At one of the remotest points on our trip we were hailed by a fellow-motorist in distress—twenty-five miles from the nearest supply station and with a tank so nearly empty that he could not climb the grades. He had waited long for a passing car and one or two that had come along could not help him out, being fearful of their own supply. Then he hired a horse of a ranchman and visited the half-dozen houses in the vicinity without success. We were able to spare a gallon or two and he went on his way rejoicing. We always wondered, though, if he did not meet with more grief before he mastered the nine-mile, twenty-five per cent grade before him. Of course, it wasn’t twenty-five per cent all the way, but a twenty-five per cent grade for only fifty yards may be just as much of an obstacle, if your gasoline is low, as one many times as long.
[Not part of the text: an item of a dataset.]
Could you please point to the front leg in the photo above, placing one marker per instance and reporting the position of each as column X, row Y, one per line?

We carried five gallons of water in two canvas-covered canteens, but had little occasion to use it, as our motor seldom heated and we had cool weather on some of the heaviest grades. An extra supply of water may be a prime necessity, however, in very warm weather or in case of motors inclined to heat under heavy work. There are grades where it is a steady, low-gear grind for most cars for miles at a stretch and frequently no water to be had. In such cases the canteen or canvas water bag may prove a God-send, indeed.

With a heavy car one should start out with a new set of tires all around and a couple of spares, also new. Tires for medium and small cars can be found at most of the country garages, but few of them stock the larger sizes. On such a tour one can not afford to take unnecessary chances with tires—it would be exceedingly inconvenient to experience a “blow-out” on a narrow, thirty per cent grade. Some of the runs will keep one busy enough without fooling away time on tires—if it can be helped. So new tires and the best will be economy in the long run. One must be prepared to see them suffer severely from the sharp stones that strew the roads in many places—but we found it possible to make the three-thousand-mile round without a puncture, though our casings were sadly cut and scarred at the end and some of them had apparently reached the limit of their usefulness.

In the recesses of some of these giant hills a serious breakdown is a calamity, indeed. It is impossible to tow the car to a repair shop and it must be abandoned until necessary parts are obtained and repairs completed by the roadside where the accident occurred. We saw quite a number of these abandoned machines and wondered what luck the owners had in getting assistance. In some cases it would have been a serious matter to undertake to walk to the nearest house. In one instance we had the pleasure of giving an unfortunate a lift just as he was starting on a seventeen-mile trudge with a broken axle rod over his shoulder. Another very serious feature of many of these breakdowns was the time it must have required to get the new parts—all of which reflections served to make us doubly thankful for the complete immunity which our sturdy car enjoyed. Undoubtedly, the safest car for such a tour is the heavy, powerful, and practically unbreakable car of the type we used, or the light, agile Ford, for which a full line of parts can be found in even the smaller towns of the remote districts. We did not meet many cars on the greater part of our trip, but of these, fully nine-tenths were Fords. In many cases they carried a complete camping outfit, making the occupants independent of hotels and daily schedules.